Now that I got all that off my chest The takeaway was worth it, if a little tenuous. I recently made a move from a school that was diverse by design and very conscious of race issues to an area where race groups are in much more sparing contact.
Colormute: Race Talk Dilemmas in an American School
As such, I was really interested in her reading of the city in CA and the school district's stormy relationship to its various schools. I think Philadelphia has its own version of 'Whitman', the desirable inner-city school that drains high-achieving minorities from other public schools in the district. Having just moved from independent to public education also gave me an appreciation for the complexities she navigated in connecting with administrators, fellow teachers, and students.

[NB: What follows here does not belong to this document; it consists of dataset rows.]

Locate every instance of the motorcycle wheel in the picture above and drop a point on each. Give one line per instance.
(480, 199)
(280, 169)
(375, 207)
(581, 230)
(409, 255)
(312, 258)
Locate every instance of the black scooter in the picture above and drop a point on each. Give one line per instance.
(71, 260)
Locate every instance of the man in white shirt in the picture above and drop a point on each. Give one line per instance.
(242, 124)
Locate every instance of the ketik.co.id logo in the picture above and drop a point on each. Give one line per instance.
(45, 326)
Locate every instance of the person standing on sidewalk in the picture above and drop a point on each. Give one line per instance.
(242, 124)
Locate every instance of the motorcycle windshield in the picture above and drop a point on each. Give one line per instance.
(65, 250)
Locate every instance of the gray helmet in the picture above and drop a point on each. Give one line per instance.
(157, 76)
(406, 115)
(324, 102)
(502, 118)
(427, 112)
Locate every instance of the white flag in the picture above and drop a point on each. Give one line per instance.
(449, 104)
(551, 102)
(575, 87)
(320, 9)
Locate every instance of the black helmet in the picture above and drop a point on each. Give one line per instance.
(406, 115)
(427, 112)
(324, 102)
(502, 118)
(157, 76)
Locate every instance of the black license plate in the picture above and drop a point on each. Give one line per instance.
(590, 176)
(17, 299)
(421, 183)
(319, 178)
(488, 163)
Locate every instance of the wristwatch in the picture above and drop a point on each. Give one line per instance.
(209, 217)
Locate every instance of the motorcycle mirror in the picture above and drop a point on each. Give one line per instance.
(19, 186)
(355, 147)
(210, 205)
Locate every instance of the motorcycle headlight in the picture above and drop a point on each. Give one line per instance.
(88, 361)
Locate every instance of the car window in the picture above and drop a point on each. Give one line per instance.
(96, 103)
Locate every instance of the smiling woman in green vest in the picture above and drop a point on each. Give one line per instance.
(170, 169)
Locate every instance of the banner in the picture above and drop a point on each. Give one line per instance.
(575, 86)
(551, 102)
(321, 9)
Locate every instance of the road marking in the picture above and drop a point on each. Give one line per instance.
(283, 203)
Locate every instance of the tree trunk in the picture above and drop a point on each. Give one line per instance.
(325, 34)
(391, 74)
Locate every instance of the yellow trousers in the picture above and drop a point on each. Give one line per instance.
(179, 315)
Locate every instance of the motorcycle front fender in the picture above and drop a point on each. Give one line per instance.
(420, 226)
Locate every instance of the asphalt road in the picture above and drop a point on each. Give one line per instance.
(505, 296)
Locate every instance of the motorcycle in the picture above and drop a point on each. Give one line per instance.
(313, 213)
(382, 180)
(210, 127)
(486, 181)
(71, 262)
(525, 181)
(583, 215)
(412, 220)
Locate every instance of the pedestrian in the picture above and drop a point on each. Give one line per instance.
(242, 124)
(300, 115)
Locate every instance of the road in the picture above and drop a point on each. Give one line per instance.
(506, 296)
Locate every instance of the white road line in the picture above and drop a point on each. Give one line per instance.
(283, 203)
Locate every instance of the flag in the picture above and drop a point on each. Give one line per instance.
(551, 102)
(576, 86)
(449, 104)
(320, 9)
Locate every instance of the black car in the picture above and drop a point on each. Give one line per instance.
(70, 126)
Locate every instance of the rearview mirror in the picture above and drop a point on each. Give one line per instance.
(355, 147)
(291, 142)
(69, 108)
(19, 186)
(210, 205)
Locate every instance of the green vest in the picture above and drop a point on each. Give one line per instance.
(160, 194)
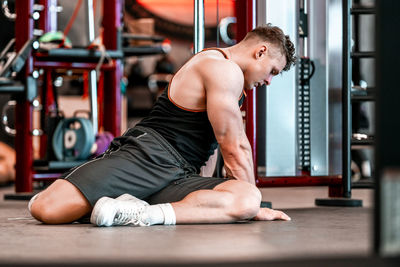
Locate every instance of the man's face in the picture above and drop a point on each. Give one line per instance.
(268, 64)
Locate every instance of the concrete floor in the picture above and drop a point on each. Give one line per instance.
(314, 232)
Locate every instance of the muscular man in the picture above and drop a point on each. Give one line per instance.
(150, 174)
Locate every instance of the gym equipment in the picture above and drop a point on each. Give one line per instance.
(73, 139)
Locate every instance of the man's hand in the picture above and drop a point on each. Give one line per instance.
(266, 214)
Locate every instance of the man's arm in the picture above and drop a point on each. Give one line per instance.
(226, 119)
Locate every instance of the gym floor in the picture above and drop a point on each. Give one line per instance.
(314, 233)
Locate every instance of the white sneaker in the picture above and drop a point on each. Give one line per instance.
(124, 210)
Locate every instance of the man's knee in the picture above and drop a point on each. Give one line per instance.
(245, 199)
(61, 202)
(41, 210)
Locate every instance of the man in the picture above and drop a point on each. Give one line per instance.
(150, 174)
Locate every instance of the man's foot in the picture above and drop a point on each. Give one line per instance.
(124, 210)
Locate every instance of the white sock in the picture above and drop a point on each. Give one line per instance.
(31, 201)
(160, 214)
(169, 214)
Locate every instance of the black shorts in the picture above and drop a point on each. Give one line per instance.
(143, 164)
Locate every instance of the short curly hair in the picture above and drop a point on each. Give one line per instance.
(274, 35)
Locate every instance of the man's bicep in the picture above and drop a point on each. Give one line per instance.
(224, 113)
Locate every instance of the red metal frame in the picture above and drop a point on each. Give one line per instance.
(23, 109)
(112, 74)
(245, 20)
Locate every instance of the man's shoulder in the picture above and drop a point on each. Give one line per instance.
(220, 70)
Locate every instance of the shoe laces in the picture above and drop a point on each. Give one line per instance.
(130, 213)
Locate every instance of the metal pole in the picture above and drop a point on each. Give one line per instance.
(346, 105)
(93, 75)
(305, 39)
(198, 26)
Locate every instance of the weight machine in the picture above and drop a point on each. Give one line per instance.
(33, 20)
(296, 126)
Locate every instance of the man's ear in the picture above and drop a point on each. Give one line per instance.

Part of me wishes that her book did indeed end up being the first-year teacher's memoir for which she first started taking her notes. In short, I don't recommend this book, unless you are trying to get a graduate degree in education policy or you are just THAT passionate about race issues in public schools ten years ago. Sep 15, Allison rated it liked it Shelves: Good for sparking conversation, but it was extremely repetitive and Pollock has clear biases since she taught at the school she is studying.
Ulterior motives came though when talking about the reconstitution of the staff.

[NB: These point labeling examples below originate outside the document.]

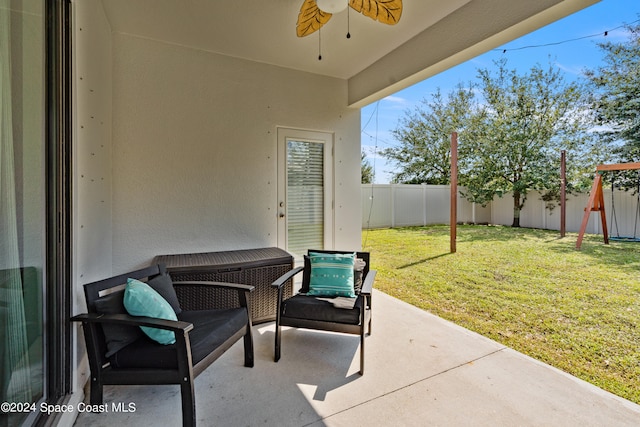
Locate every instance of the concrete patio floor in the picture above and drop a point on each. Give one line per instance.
(420, 371)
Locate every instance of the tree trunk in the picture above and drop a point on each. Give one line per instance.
(516, 209)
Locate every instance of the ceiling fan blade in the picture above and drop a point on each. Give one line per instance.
(310, 18)
(385, 11)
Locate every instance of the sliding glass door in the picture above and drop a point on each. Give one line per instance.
(34, 207)
(22, 206)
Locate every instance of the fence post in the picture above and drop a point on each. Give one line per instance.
(453, 219)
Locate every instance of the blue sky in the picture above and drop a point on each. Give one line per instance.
(379, 119)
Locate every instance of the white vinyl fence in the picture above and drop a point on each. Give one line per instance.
(400, 205)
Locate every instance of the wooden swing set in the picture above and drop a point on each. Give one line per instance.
(596, 199)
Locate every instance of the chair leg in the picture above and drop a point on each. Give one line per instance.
(276, 350)
(95, 393)
(248, 348)
(362, 351)
(188, 403)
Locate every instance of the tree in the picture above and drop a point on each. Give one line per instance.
(513, 141)
(423, 155)
(616, 100)
(366, 176)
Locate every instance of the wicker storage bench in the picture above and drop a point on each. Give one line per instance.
(258, 267)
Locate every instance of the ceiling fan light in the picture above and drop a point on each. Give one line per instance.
(332, 6)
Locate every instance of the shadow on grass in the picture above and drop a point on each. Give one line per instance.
(423, 260)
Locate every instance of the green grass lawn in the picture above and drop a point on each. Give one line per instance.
(528, 289)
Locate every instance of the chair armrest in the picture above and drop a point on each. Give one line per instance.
(367, 285)
(125, 319)
(279, 283)
(231, 286)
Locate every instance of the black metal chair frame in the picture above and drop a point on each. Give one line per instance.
(362, 328)
(104, 374)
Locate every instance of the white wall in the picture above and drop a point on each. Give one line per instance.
(195, 149)
(92, 161)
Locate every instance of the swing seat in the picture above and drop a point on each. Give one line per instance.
(624, 239)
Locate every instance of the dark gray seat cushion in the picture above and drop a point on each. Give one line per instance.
(210, 329)
(311, 308)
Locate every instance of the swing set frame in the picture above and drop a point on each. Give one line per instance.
(596, 199)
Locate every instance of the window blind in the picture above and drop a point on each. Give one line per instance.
(305, 196)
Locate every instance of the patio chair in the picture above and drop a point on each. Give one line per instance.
(316, 307)
(121, 354)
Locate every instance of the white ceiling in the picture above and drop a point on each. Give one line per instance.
(432, 35)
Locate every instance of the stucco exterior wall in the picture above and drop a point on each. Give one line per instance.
(195, 149)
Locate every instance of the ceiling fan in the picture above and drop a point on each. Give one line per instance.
(315, 13)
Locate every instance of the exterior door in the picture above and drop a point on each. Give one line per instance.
(305, 190)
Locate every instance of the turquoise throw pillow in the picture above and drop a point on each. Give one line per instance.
(331, 275)
(141, 300)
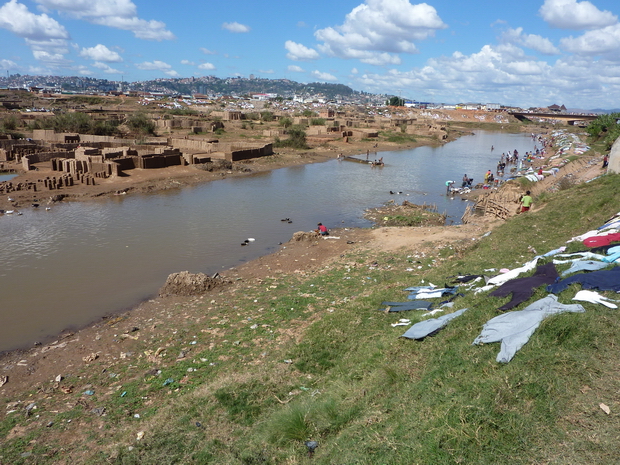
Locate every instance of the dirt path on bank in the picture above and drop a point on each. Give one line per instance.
(117, 337)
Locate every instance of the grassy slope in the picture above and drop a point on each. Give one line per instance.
(324, 365)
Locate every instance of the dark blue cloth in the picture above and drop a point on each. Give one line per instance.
(604, 280)
(523, 288)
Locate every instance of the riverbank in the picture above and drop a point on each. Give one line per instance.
(176, 177)
(298, 331)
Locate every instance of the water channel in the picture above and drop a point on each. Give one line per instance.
(79, 261)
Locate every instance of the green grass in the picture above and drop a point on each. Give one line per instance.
(323, 364)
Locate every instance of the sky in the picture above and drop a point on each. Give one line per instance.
(524, 53)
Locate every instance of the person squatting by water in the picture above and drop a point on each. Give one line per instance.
(449, 185)
(526, 202)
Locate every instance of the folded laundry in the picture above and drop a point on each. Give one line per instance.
(514, 329)
(428, 327)
(585, 265)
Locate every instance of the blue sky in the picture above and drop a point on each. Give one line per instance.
(526, 52)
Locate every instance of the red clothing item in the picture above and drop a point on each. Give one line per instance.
(600, 241)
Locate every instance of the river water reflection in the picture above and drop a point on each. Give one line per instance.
(79, 261)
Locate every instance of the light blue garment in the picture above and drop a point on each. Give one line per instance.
(612, 258)
(613, 250)
(424, 328)
(585, 265)
(553, 252)
(514, 329)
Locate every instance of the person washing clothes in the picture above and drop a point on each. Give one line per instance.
(526, 202)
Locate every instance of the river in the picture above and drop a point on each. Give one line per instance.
(79, 261)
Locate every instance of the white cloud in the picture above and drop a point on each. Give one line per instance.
(377, 30)
(299, 52)
(16, 18)
(119, 14)
(106, 68)
(572, 14)
(235, 27)
(323, 76)
(8, 64)
(50, 58)
(531, 41)
(101, 53)
(605, 42)
(503, 73)
(154, 65)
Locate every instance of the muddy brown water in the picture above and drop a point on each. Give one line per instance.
(77, 262)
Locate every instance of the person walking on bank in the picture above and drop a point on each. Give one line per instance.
(526, 202)
(322, 230)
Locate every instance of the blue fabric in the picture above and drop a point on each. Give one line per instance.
(604, 280)
(427, 327)
(514, 329)
(585, 265)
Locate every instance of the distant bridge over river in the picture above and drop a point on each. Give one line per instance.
(568, 118)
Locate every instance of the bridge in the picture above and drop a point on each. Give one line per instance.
(571, 119)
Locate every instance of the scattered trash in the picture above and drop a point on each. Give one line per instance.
(91, 357)
(311, 445)
(30, 407)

- If You Can Read This - You Can Read Faster, Speed Reading For Children.
- Les chroniques dun homme moderne: Les chroniques dun homme moderne (French Edition).
By the end I was ready for it to be over, but could see using a chapter or excerpt to spark class discussion on the topic of racism. Sep 09, Dioscita rated it really liked it. While not exactly true, it almost is: I teach at the school highlighted in this book. The similarities are undeniable. While I agree with much of the criticism that surrounds this book particularly concerns about Pollock's slippery "methodology" , I still do not believe the worthwhile messages must be lost because of them. Nov 01, Sara rated it liked it Shelves: I read 5 chapters.

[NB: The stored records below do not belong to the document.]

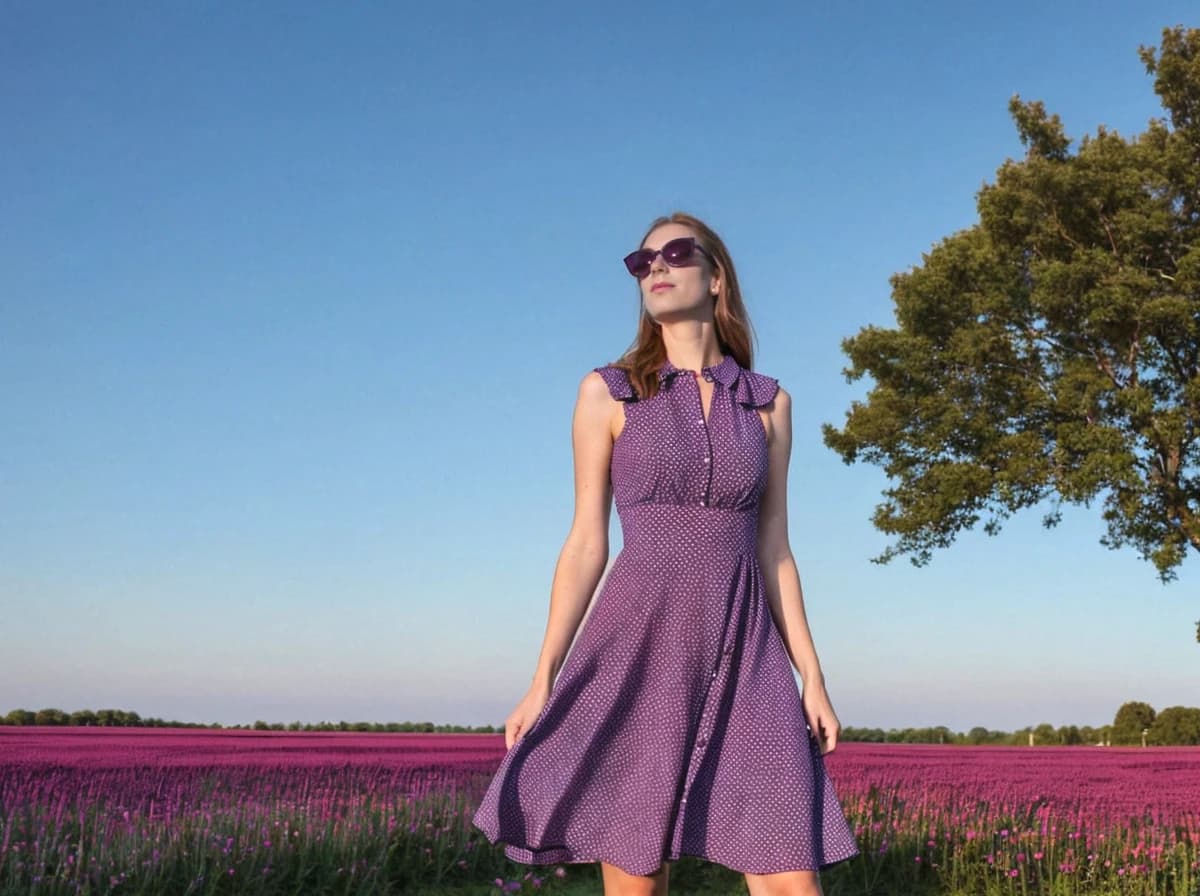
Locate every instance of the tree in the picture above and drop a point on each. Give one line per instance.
(1131, 721)
(1053, 349)
(51, 716)
(1176, 726)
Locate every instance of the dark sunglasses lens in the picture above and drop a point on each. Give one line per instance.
(639, 263)
(677, 252)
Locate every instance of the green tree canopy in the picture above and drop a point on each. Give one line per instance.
(1053, 349)
(1131, 721)
(1176, 726)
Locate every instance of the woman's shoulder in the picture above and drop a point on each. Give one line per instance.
(755, 389)
(617, 379)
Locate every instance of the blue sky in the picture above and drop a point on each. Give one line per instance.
(297, 300)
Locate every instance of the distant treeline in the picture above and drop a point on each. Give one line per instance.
(1135, 725)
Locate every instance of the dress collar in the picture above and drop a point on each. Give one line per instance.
(725, 371)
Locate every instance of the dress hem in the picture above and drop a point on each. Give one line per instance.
(565, 855)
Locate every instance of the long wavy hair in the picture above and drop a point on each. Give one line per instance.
(735, 331)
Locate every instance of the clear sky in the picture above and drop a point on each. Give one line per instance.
(297, 300)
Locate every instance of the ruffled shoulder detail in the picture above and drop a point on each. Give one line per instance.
(755, 389)
(617, 379)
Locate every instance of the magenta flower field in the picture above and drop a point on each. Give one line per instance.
(196, 811)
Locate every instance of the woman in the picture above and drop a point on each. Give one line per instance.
(675, 725)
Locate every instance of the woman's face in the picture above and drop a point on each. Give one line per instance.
(677, 292)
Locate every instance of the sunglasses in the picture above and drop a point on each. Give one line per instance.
(676, 253)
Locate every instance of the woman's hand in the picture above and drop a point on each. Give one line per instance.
(525, 715)
(822, 720)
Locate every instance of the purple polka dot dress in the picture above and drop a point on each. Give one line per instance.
(675, 725)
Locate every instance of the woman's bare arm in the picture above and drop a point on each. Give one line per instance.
(781, 579)
(586, 551)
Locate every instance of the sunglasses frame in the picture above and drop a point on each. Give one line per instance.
(643, 258)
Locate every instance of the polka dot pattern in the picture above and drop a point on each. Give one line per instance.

It was deeply to the detriment of the students there. May 14, Deepa Kulkarni-ozarkar rated it liked it Recommends it for: This is a great book that is entirely about race relations in a very diverse school. It is a true completely objective account of race talks in the educational system, and a specific account of one particular school. Rehenuma rated it really liked it Jun 20, Courtney rated it it was amazing Nov 01, Ellen rated it it was amazing Sep 06, Sara rated it did not like it Feb 05, Robin Diangelo rated it liked it Feb 03, Shana rated it it was amazing Feb 05, Mari Gray rated it really liked it Dec 21, Xyan Neider rated it it was amazing Sep 13, Based on the author's experiences as a teacher as well as an anthropologist, it discusses the role race plays in everyday and policy talk about such familiar topics as discipline, achievement, curriculum reform, and educational inequality.
Pollock illustrates the wide variations in the way speakers use race labels. Sometimes people use them without thinking twice; at other moments they avoid them at all costs or use them only in the description of particular situations. While a major concern of everyday race talk in schools is that racial descriptions will be inaccurate or inappropriate, Pollock demonstrates that anxiously suppressing race words being what she terms "colormute" can also cause educators to reproduce the very racial inequities they abhor.
The book assists readers in cultivating a greater understanding of the pitfalls and possibilities of everyday race talk and clarifies previously murky discussions of "colorblindness. As an anthropologist and a teacher, Pollock Harvard Graduate Sch.